Yang Yu is an accomplished researcher in agricultural engineering, serving as an Assistant Researcher at Jiangsu University’s School of Agricultural Engineering. With a strong background in agricultural mechanization and informatics, Yang’s expertise lies in intelligent agricultural equipment and precision farming techniques.

Profile

Scopus

🎓 Education:

  • Ph.D. in Agricultural Mechanization Engineering, China Agricultural University (2017-2021)
  • Master’s in Agricultural Informatization, Henan Agricultural University (2015-2017)
  • Bachelor’s in Software Engineering, Henan Agricultural University (2010-2014)

🧑‍🔬 Experience:

  • Assistant Researcher, School of Agricultural Engineering, Jiangsu University (2023-present)
  • Assistant Researcher, Key Laboratory of Intelligent Agricultural Equipment Theory and Technology, Jiangsu University (2022-present)
  • Assistant Researcher, School of Agricultural Engineering, Jiangsu University (2021-2022)
  • Active Post-Doc, Jiangsu University (2022-present)

🔬 Research Interests:

Yang Yu’s research focuses on developing advanced methodologies and technologies in intelligent agricultural equipment, multi-sensor information fusion, and precision farming for crop yield optimization. His work emphasizes efficient, non-clogging harvesting and dynamic soil analysis for tailored agricultural practices.

🏆 Awards:

  • Ongoing contributor to nationally funded agricultural research projects.
  • Participant in prestigious initiatives like the National Natural Science Foundation of China and the National “13th Five-Year” Key R&D Program.

📄 Publications Top Notes:

Publication Title 1, Published in Journal Name (Year), Cited by X articles. [Hyperlink]

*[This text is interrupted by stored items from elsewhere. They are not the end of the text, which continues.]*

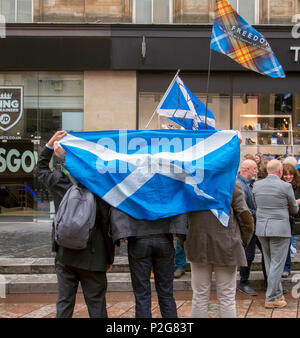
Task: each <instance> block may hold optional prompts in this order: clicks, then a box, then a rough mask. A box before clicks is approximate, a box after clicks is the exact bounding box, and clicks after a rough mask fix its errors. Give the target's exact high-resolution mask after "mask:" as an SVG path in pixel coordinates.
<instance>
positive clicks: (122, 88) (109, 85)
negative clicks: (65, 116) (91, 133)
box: [84, 71, 137, 131]
mask: <svg viewBox="0 0 300 338" xmlns="http://www.w3.org/2000/svg"><path fill="white" fill-rule="evenodd" d="M136 86H137V81H136V72H135V71H85V72H84V130H85V131H96V130H118V129H123V130H124V129H128V130H130V129H136V111H137V107H136V105H137V99H136V95H137V90H136Z"/></svg>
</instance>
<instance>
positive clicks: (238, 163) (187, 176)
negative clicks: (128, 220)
mask: <svg viewBox="0 0 300 338" xmlns="http://www.w3.org/2000/svg"><path fill="white" fill-rule="evenodd" d="M60 144H61V145H62V147H63V148H64V149H65V150H66V157H65V166H66V168H67V169H68V170H69V172H70V174H71V175H72V176H74V177H75V178H76V179H77V180H78V181H79V182H81V183H82V184H83V185H84V186H86V187H87V188H88V189H90V190H91V191H92V192H94V193H95V194H97V195H98V196H100V197H101V198H102V199H103V200H105V201H106V202H107V203H109V204H110V205H112V206H114V207H116V208H118V209H120V210H122V211H123V212H125V213H127V214H129V215H130V216H132V217H134V218H136V219H146V220H156V219H159V218H165V217H169V216H174V215H178V214H182V213H187V212H190V211H196V210H212V212H213V213H214V214H215V215H216V217H218V219H219V220H220V222H221V223H222V224H223V225H224V226H227V225H228V220H229V216H230V203H231V199H232V192H233V187H234V184H235V179H236V174H237V170H238V166H239V158H240V144H239V140H238V136H237V134H236V133H235V132H234V131H216V130H202V131H189V130H177V129H175V130H174V129H173V130H143V131H99V132H81V133H71V134H67V135H66V136H65V137H64V138H63V139H62V140H61V141H60Z"/></svg>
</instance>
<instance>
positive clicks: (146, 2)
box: [133, 0, 172, 24]
mask: <svg viewBox="0 0 300 338" xmlns="http://www.w3.org/2000/svg"><path fill="white" fill-rule="evenodd" d="M133 1H134V2H133V11H134V13H133V14H134V20H133V21H134V23H148V24H149V23H169V22H170V21H171V20H172V15H171V13H172V0H133Z"/></svg>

Publication Title 2, Published in Journal Name (Year), Cited by X articles. [Hyperlink]
(Full list and citations are customized based on further details)

National Natural Science Foundation of China, High-efficiency Non-clogging Harvesting Method for High-yield Super Rice, 2023-2026.

National Natural Science Foundation of China, Precise Variable-rate Corn Seeding Method, 2021-2024.

Ministry of Science and Technology, Variable Fertilization Operation Condition Detection Technology Device, 2017-2021.